My favorite article in this issue was The Spell-less Ranger which works from the premise that Aragon was a ranger who was not a spell caster. This article offers a full treatment of modifications to the standard Pathfinder Roleplaying Game Ranger with the removal of spells. In place, there are a number of new Class Features and tweaks which balance out the loss of spells to make a truly classical Ranger-type. At higher levels (where the Pathfinder rules would grant spells), the Ranger now selects from a number of Ranger Talents where they gain expertise in a particular area. Many are in tracking, hunting, additional favored enemies, trap handling, etc. All very cool and all very much in keeping with the Aragon-image of a Ranger. There are also new feats specific to this Ranger build that allows a higher level of expertise and potency while in their favored terrain. The article concludes with a full table showcasing this new Spell-less Ranger from Level 1 to Level 20. I'm very likely to play this class in the future as the thought of a Ranger without spells really fits with my original internal concept of the class.

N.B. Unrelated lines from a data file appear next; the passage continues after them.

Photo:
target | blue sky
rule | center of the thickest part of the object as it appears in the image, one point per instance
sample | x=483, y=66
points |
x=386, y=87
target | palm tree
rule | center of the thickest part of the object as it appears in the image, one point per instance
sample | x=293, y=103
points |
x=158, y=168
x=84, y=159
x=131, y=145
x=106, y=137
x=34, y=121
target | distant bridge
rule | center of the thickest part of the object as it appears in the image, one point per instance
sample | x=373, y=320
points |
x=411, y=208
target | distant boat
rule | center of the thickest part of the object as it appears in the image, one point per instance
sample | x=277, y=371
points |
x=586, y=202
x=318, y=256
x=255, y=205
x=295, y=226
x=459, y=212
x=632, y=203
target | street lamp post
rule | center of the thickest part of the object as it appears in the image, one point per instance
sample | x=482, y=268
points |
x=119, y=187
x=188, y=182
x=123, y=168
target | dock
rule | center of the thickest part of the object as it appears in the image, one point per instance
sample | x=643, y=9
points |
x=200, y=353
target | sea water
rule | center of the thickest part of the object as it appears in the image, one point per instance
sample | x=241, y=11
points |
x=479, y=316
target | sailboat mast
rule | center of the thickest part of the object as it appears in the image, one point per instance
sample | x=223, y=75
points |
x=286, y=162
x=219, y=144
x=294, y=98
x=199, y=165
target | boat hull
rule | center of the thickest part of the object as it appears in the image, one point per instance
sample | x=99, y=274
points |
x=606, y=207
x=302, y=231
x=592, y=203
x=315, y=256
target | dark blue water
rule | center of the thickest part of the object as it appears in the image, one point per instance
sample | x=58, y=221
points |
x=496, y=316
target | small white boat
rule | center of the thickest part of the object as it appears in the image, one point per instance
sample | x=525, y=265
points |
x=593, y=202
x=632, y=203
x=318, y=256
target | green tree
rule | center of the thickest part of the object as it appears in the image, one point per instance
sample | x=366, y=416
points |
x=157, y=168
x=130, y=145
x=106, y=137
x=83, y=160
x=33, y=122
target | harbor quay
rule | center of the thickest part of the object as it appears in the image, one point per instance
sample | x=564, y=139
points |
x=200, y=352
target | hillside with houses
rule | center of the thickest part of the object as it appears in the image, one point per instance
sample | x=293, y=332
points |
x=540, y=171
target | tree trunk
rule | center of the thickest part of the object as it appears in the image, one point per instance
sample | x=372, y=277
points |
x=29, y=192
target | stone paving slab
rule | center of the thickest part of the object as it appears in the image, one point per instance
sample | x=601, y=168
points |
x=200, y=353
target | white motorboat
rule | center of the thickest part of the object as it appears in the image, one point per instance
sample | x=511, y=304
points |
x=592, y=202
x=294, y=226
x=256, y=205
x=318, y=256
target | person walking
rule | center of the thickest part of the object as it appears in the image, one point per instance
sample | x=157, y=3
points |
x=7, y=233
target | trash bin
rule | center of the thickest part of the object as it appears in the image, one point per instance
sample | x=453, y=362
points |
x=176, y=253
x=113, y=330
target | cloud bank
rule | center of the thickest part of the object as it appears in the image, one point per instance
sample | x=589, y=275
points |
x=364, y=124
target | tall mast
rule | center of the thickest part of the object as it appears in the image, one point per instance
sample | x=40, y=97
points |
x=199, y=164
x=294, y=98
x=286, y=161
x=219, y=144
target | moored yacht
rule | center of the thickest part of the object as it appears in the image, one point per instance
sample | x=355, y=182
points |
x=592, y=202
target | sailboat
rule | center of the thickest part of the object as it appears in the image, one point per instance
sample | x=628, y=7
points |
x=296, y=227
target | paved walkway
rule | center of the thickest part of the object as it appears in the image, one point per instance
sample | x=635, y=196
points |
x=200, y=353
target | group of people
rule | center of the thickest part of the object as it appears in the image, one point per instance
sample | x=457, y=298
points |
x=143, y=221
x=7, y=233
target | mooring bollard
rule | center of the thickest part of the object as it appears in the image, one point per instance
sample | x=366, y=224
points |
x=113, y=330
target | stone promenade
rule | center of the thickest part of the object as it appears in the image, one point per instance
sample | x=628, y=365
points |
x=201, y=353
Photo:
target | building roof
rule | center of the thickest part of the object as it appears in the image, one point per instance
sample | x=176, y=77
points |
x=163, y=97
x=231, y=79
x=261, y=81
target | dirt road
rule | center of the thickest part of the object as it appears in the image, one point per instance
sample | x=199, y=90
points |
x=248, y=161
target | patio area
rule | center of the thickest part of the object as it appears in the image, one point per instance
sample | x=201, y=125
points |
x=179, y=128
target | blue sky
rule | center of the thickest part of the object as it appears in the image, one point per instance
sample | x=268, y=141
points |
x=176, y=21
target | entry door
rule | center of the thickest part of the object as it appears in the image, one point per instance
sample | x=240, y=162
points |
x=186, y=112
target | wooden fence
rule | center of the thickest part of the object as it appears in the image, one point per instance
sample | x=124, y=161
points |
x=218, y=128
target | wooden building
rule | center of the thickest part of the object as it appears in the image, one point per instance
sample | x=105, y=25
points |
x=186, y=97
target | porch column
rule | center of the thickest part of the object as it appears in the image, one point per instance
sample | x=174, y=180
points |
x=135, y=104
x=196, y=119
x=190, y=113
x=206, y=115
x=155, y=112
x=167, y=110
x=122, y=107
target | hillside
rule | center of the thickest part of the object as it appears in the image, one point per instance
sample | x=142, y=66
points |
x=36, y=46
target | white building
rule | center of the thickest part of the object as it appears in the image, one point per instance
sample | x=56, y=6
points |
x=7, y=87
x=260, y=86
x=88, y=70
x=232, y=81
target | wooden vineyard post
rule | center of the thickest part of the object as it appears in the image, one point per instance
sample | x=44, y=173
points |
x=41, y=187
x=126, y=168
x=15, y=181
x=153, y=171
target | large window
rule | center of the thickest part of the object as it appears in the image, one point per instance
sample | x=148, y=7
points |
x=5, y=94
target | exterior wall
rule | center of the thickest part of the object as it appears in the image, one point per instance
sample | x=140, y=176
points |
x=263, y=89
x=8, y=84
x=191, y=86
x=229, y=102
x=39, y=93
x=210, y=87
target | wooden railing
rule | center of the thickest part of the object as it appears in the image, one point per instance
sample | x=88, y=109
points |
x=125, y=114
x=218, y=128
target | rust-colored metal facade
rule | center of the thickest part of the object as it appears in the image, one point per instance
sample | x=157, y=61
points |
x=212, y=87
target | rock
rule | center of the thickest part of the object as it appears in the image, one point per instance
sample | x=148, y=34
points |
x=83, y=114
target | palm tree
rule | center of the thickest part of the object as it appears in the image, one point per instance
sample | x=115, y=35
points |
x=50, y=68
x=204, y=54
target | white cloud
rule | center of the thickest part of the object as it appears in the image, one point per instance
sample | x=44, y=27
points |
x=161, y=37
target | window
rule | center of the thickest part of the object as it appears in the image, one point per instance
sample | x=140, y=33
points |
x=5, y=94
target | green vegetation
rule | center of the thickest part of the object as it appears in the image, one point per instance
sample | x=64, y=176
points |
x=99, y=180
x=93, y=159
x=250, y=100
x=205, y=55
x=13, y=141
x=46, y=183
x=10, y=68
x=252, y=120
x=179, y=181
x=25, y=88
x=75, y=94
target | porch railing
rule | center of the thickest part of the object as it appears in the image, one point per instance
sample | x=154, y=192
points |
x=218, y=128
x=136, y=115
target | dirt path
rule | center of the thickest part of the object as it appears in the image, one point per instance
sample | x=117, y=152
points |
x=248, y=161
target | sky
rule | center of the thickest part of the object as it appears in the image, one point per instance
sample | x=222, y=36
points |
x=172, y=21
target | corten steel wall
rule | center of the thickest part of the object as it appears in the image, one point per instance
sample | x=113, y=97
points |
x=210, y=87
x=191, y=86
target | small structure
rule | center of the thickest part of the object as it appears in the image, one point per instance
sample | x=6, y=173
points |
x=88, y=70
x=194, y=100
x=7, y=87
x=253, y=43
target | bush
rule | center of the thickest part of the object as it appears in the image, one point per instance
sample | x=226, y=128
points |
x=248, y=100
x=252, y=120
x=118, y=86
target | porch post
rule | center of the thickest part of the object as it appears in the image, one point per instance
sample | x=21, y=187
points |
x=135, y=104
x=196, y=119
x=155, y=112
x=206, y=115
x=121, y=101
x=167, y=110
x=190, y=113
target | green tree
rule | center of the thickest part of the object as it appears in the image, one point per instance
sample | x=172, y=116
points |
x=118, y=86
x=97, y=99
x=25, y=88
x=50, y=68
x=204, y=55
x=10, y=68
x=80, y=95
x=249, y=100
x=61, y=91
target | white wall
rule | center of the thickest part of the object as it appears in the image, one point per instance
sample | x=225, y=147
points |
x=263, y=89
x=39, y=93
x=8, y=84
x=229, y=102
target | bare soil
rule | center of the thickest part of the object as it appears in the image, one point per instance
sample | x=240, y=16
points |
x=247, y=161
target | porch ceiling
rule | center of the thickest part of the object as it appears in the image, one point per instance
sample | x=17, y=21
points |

Issue #11 of Kobold Quarterly seems on par with the others I've read (Issue #10 - #16) and that's no bad thing. The quality of the periodical is very high. With 3 months between issues, they can really cram a large number of high-quality articles (in this case, 18 articles plus the opening letter from the Kobold-In-Chief Wolfgang Baur). If you haven't checked out an issue of KQ yet, you can get back-issues both in print and in PDF. Their typical print distribution includes a copy of the same issue in PDF (though a lower-cost PDF only distribution is available). If you were part of the Haiti bundle in 2009, you also got a copy of this very issue (#11) which is likely sitting on your hard drive going unnoticed. Read it!
I was recently lent a stack of Kobold Quarterly magazines by an old friend.
I used the creatures from the Ecology of the Phantom Fungus in Issue #6 extensively in the Mutants and Masterminds campaign I ran last year for you guys. So this periodical inspired me to use a set of monsters for a completely different system (albeit still d20). I highly recommend these magazines for all sorts of inspiration.
paz AKA Matt Lewis
Going gentle into that good night
Badger badger badger
On the subject of rangers without spells, there is also the Skirmisher variant in the Advanced Player's Guide (page 128).